Transforming a set of office computers to a computing cluster.
Pihlgren, Pontus, Lars Lindbom, Niclas Jonsson
Department of Pharmaceutical Biosciences, Division of Pharmacokinetics and Drug Therapy, Uppsala University, Sweden
Objectives: Population PK/PD model building and evaluation potentially involves methods that use a large number of independent executions of regression software such as NONMEM. These methods may demand substantial amounts of time if the regressions are carried out one after another. Parallel computing environments, such as computer clusters, can reduce this run time markedly by allowing for a simultaneous execution of the regressions. However, a cluster solution using dedicated servers may not be feasible for smaller work groups, where the need for computing power is not enough to motivate the investment. We therefore show how a networked set of office computers easily can be transformed, temporarily or permanently, into a cluster. We also show how a bootstrap using NONMEM can benefit from this type of cluster.

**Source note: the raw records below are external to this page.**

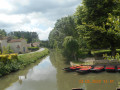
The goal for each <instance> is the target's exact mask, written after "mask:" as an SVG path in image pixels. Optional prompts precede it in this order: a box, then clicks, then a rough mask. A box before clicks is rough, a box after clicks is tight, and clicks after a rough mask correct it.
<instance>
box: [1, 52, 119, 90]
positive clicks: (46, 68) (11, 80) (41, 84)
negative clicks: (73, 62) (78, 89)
mask: <svg viewBox="0 0 120 90" xmlns="http://www.w3.org/2000/svg"><path fill="white" fill-rule="evenodd" d="M65 60H66V59H65V58H64V57H63V56H62V55H61V54H60V53H58V52H53V51H52V52H50V55H49V56H48V57H46V58H44V59H43V60H38V61H37V62H36V63H35V64H32V65H30V66H28V67H26V69H24V70H20V71H18V72H16V73H12V74H10V75H7V76H5V77H3V78H0V90H4V89H6V90H72V88H84V89H85V90H116V87H117V86H118V82H119V81H120V78H119V76H120V73H107V72H101V73H88V74H84V75H81V74H77V73H76V72H71V73H67V72H64V71H63V70H62V68H64V67H68V66H70V65H69V63H67V64H66V62H65ZM96 80H100V81H101V82H100V83H97V82H96ZM110 80H112V82H110ZM82 81H83V82H82ZM88 81H89V82H88Z"/></svg>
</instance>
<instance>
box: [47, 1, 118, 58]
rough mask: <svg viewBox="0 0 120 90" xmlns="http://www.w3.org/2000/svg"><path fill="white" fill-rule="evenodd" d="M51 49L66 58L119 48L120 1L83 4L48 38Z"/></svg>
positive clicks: (114, 51)
mask: <svg viewBox="0 0 120 90" xmlns="http://www.w3.org/2000/svg"><path fill="white" fill-rule="evenodd" d="M49 46H50V47H51V48H59V49H62V50H63V51H64V53H65V55H66V56H67V57H72V58H74V59H77V58H78V57H79V55H80V53H82V52H84V51H87V52H88V53H91V50H95V49H110V50H111V52H112V53H111V54H112V55H113V56H115V53H116V49H118V48H120V0H83V2H82V5H80V6H78V7H77V8H76V12H75V13H74V14H73V15H72V16H67V17H63V18H61V19H59V20H57V22H56V24H55V27H54V29H53V30H52V31H51V32H50V35H49Z"/></svg>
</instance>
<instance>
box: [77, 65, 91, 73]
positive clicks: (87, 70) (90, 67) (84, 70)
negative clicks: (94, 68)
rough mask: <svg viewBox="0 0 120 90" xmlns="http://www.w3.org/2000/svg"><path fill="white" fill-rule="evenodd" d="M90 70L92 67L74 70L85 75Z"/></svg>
mask: <svg viewBox="0 0 120 90" xmlns="http://www.w3.org/2000/svg"><path fill="white" fill-rule="evenodd" d="M90 69H92V66H82V68H80V69H79V70H76V72H77V73H81V74H85V73H88V72H89V71H90Z"/></svg>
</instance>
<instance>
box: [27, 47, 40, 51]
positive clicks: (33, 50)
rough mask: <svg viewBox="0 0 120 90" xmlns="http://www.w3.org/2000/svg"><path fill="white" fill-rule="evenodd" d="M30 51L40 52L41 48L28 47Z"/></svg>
mask: <svg viewBox="0 0 120 90" xmlns="http://www.w3.org/2000/svg"><path fill="white" fill-rule="evenodd" d="M28 50H31V51H36V50H39V47H28Z"/></svg>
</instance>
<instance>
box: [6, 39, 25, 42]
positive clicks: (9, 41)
mask: <svg viewBox="0 0 120 90" xmlns="http://www.w3.org/2000/svg"><path fill="white" fill-rule="evenodd" d="M22 40H23V39H12V40H10V41H8V43H14V42H21V41H22Z"/></svg>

Methods: An office cluster requires three parts: the computers, a computer network and cluster software. Our approach assumed that the computers are in place and connected to the same network and that NONMEM was installed on one of the computers. The Linux distribution clusterKnoppix was chosen as the cluster software . A solution for automatic configuration of NONMEM based on an existing installation was created. In addition, Perl-speaks-NONMEM (PsN) was used to facilitate parallel execution of the bootstrap . The software was packaged on a bootable CD. A test-cluster consisting of 10 computers was set up and evaluated using a bootstrap of 200 samples.
Results and conclusions: The bootstrap shows an approximate gain in speed of up to nine times using the test-cluster, compared to running on a single computer. The bootable CD was easy to use to set up an ad-hoc office computer. cluster and is freely available.